REPUBLIKA.CO.ID, JAKARTA – Dubes Besar Republik Indonesia untuk Jerman, Arief Havas Oegroseno, meyakini jumlah umat Islam di Eropa akan terus meningkat.
Menurut dia, banyak faktor yang membuat jumlah Islam di Eropa terus meningkat, di antaranya karena adanya konflik di negara-negara Afrika dan Timur Tengah.
“Saya sendiri melihat bahwa jumlahnya akan semakin meningkat karena memang adanya masalah konflik di kawasan Timur Tengah, baik di daerah Suriah atau mungkin di Afrika utara yang lain, khususnya di Libya dan juga sebagian dari Yaman,” katanya dalam pengajian bulanan PP Muhammadiyah bertema “Islam dan Islamofobia di Eropa”, Jumat (11/9) malam.
Berdasarkan tingkat kesuburan umat beragama di Eropa, umat Islam memang mempunyai peluang yang besar. Karena, menurut dia, umat Islam di Eropa juga memiliki keluarga yang lebih banyak dibandingkan umat agama yang lain. “Berarti ini menjadi kontributor bagi meningkatnya warga Islam di Eropa,” ucapnya.
Khusus di Jerman sendiri, menurut dia, juga ada kebijakan yang membuka kemungkinan masuknya migran atau pengungsi dari negara-negara di kawasan Timur Tengah.
Namun, menurut dia, kebijakan itu juga mendapat tantangan dari kelompok tertentu. “Meskipun bukan tanpa tantangan dari kelompok-kelompok tertentu,” jelasnya.
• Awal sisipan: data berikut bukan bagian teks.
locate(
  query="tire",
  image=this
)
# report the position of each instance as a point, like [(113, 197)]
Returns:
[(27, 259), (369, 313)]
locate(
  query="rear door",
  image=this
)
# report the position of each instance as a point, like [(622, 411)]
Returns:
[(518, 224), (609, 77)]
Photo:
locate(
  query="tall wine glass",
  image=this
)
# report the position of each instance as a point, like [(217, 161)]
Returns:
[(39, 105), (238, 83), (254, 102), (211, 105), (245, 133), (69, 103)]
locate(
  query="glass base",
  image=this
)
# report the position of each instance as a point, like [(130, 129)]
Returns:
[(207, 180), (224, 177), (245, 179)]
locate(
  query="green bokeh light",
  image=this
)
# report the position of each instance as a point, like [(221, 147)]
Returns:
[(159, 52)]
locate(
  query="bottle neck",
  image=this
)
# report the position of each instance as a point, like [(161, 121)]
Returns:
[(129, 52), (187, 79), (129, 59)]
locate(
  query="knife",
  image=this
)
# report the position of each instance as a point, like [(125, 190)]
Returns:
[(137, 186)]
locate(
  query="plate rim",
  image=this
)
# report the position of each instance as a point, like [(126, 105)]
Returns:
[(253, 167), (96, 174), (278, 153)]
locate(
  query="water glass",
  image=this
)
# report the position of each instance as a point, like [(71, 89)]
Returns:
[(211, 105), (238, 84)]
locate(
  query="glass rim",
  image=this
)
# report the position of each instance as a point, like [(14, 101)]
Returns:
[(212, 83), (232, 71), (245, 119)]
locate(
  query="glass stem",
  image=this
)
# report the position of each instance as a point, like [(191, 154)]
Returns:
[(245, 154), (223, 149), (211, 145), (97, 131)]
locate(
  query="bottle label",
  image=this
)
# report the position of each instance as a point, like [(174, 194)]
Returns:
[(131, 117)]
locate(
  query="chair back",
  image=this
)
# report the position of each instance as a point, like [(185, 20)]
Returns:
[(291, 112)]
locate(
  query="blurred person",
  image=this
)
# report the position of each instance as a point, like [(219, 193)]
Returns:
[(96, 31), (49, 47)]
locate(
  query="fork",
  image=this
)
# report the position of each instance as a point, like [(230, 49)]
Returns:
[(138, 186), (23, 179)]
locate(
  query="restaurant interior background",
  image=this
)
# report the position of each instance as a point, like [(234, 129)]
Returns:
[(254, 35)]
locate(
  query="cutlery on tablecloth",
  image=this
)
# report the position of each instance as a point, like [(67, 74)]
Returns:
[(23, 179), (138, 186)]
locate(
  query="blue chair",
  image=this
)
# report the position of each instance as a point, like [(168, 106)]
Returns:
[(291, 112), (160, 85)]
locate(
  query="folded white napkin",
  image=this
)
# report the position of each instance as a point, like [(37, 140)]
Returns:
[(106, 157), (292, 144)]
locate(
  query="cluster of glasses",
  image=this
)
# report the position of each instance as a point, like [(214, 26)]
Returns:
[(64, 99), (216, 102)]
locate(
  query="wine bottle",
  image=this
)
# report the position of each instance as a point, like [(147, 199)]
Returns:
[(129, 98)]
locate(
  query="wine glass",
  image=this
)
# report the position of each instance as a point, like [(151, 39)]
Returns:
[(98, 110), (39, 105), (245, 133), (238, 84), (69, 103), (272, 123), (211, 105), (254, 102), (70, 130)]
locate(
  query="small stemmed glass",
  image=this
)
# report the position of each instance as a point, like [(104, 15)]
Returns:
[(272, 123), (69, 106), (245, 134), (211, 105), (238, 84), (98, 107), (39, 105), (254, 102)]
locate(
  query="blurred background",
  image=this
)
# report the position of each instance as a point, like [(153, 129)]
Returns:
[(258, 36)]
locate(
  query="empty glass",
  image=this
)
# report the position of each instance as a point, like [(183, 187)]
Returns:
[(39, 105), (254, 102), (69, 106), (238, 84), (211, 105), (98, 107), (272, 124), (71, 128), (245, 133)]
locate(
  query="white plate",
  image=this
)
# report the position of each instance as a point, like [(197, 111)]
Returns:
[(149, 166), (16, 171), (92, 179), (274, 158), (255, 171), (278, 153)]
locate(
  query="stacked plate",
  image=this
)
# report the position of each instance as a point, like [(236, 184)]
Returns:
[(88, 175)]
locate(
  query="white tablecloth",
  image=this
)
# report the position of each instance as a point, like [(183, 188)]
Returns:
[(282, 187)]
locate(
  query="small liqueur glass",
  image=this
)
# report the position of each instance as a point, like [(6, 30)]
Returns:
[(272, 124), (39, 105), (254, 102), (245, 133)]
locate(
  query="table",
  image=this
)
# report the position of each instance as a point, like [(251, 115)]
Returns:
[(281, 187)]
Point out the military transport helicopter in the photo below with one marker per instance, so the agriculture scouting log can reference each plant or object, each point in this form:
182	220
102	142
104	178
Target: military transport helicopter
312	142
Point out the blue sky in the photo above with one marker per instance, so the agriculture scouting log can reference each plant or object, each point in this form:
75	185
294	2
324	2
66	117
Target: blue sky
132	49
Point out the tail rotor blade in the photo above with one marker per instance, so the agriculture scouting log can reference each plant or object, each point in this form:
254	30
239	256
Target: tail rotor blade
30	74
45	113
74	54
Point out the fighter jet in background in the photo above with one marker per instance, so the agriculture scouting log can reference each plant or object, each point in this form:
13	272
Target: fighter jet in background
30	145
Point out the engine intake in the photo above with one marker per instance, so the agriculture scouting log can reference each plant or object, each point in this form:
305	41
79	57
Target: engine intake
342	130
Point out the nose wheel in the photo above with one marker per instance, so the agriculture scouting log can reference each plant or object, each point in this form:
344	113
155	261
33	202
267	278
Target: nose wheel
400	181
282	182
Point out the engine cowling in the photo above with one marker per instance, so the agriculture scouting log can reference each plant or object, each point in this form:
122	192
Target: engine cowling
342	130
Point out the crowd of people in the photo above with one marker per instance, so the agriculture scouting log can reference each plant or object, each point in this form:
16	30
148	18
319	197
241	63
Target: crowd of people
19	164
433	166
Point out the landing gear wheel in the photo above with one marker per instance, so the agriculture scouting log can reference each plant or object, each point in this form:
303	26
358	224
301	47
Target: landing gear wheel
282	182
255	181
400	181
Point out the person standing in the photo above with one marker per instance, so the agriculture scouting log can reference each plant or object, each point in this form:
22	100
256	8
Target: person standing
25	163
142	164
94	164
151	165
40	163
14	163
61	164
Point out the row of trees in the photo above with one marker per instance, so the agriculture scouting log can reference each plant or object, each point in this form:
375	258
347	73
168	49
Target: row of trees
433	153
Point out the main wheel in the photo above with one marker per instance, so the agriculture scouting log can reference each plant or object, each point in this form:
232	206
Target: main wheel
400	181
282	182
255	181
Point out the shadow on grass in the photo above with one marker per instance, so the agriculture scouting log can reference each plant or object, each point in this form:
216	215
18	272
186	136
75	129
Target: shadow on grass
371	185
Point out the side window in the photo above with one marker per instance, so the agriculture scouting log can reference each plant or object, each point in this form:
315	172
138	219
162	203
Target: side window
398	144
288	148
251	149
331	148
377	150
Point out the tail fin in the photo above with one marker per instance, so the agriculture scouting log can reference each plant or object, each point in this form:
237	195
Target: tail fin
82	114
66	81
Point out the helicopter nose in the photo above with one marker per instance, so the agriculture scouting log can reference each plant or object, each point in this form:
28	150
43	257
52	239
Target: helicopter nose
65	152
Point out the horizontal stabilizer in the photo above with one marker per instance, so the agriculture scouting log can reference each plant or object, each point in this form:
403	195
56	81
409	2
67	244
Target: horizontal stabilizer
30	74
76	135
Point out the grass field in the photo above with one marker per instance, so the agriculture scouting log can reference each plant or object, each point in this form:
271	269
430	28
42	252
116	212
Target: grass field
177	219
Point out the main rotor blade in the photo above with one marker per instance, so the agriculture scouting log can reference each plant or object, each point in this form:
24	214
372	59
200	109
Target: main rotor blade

Sementara itu, Lembaga riset asal Amerika Serikat (AS) Pew Research Center (PRC) juga memprediksi, Islam akan menjadi agama terbesar di dunia pada 2075. Hal ini terjadi seiring dengan terus bertambahnya kelahiran di keluarga Muslim.
Hasil riset yang dilansir the Guardian, beberapa waktu lalu itu juga menyebut, selama dua dekade mendatang jumlah bayi yang lahir dari keluarga Muslim akan menyalip jumlah bayi yang lahir dari keluarga Kristen. Jumlah orang yang tak beragama juga akan berkurang. Hal ini, menurut analisis PRC, akibat berkurangnya kelahiran di kalangan mereka.
Poin penting dari analisis ini adalah adanya pergeseran demografi penganut agama. ''Dalam hal ini, populasi di dunia bagian selatan terus meningkat, sedangkan populasi Kristen semakin menua dan mati,'' tulis Pew dalam laporannya.